Nice write up. Thanks for sharing.


----------



## PsiSan (21/9/16)

Very nice, thank you for the share


----------



## Huffapuff (21/9/16)

Thanks for sharing this - I'm gonna get a cup of coffee and sit down to read it in full

Reactions: Like 1


----------



## Derkster_122 (21/9/16)

Pretty cool that with a little tweaking you can achieve so many levels


I'm just here here to soak up knowledge... Basically I'm a sponge.

Reactions: Like 1


----------



## Mike (21/9/16)

Here's the source for those interested

http://ejuicemakers.com/lab-kopel-1-flavor-layering-aka-building-better-apple-pie/

Reactions: Like 5 | Thanks 1


----------



## SAVaper (21/9/16)

If you start testing single flavours with the aim of getting to know the different flavours, how long would you steep them?


----------



## stevie g (21/9/16)

SAVaper said:


> If you start testing single flavours with the aim of getting to know the different flavours, how long would you steep them?


 personally anything over a week is too long for me and I won't use a flavor like that. 

In my experience if you have the right balance 90% of flavors will accurately represent themselves within a week.

To add... My steep starts in a temp regulated box @40 degrees Celsius for 24 hours.

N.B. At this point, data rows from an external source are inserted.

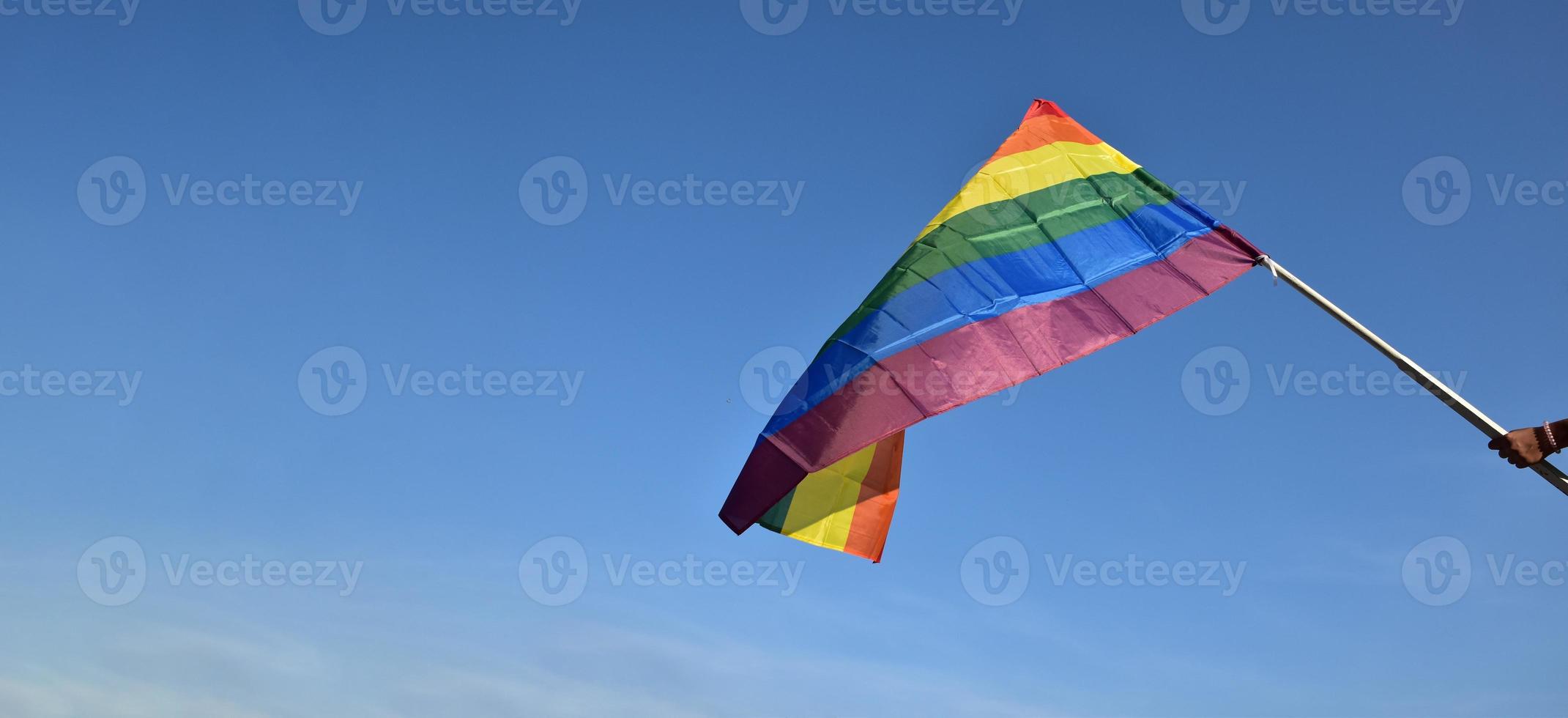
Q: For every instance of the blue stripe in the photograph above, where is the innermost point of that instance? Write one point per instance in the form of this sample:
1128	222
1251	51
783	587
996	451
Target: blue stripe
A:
992	287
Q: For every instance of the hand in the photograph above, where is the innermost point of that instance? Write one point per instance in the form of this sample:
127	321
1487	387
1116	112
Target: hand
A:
1520	447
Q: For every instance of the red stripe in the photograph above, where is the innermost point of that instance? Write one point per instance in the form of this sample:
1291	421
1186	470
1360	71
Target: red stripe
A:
1044	125
877	500
976	361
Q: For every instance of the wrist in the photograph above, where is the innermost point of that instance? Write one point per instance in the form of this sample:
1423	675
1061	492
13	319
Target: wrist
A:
1561	433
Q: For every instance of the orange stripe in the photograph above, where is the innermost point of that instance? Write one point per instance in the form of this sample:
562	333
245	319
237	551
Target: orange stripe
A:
879	497
1041	130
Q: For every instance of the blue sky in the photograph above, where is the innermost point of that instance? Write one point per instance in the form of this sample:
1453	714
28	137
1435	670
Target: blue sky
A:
360	198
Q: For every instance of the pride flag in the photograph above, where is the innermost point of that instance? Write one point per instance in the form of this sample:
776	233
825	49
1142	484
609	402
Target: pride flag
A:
1058	248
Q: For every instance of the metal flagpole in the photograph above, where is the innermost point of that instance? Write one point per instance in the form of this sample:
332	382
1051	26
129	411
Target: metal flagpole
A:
1471	414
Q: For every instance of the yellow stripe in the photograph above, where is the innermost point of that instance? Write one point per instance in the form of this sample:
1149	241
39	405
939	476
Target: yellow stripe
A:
824	506
1019	174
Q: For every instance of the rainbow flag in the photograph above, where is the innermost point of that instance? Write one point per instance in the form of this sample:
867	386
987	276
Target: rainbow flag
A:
1058	248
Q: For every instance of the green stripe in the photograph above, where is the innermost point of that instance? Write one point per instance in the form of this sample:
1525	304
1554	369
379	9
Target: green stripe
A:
773	519
1012	225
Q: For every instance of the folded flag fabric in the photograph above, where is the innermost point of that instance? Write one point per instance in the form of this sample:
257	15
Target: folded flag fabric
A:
846	507
1058	248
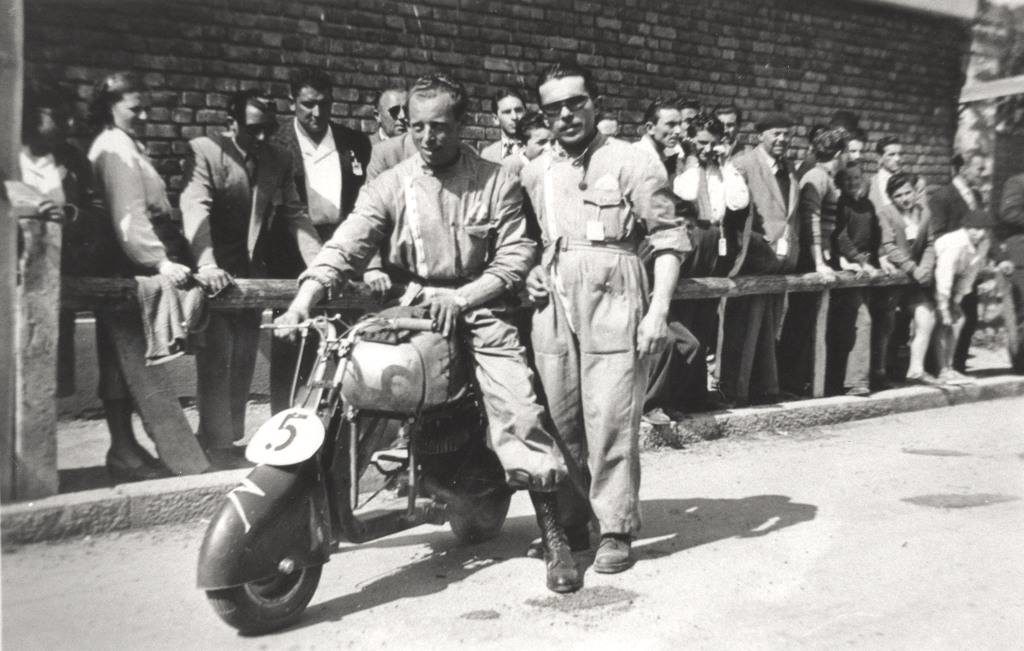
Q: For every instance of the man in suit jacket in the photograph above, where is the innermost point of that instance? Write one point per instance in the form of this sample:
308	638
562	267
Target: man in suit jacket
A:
1010	235
663	129
240	188
390	115
329	163
509	109
768	245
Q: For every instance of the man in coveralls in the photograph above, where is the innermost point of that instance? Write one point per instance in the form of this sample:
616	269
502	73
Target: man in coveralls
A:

Once everything is homogenised it rest on a counter top for 6 days +-. 

Never open a bottle of warm eliquid you will lose aromatic volatile molecules.

When eliquid is heated the volatiles move into the head space of the bottle (air portion) so putting an eliquid in the fridge to cool it down helps draw the volatiles back down into the solution. 

Another tip... Try not to shake a bottle it's better to swirl it when it's warm. air oxidation can lead to bitterness. 

These techniques are mostly useful when mixing large batches 200-1000ml.

Reactions: Like 2


----------



## Huffapuff (21/9/16)

Unless I'm much mistaken, steeping is so different flavours can meld together. Single flavours shouldn't require a steep - unless someone can say how long a flavour needs to bind to PG...?

Reactions: Like 2


----------



## RichJB (21/9/16)

Steeping definitely affects single flavours. I made up a batch of single Cly flavours a few weeks ago. And the difference in aroma now compared to when I started is quite startling.

Reactions: Like 2 | Informative 1


----------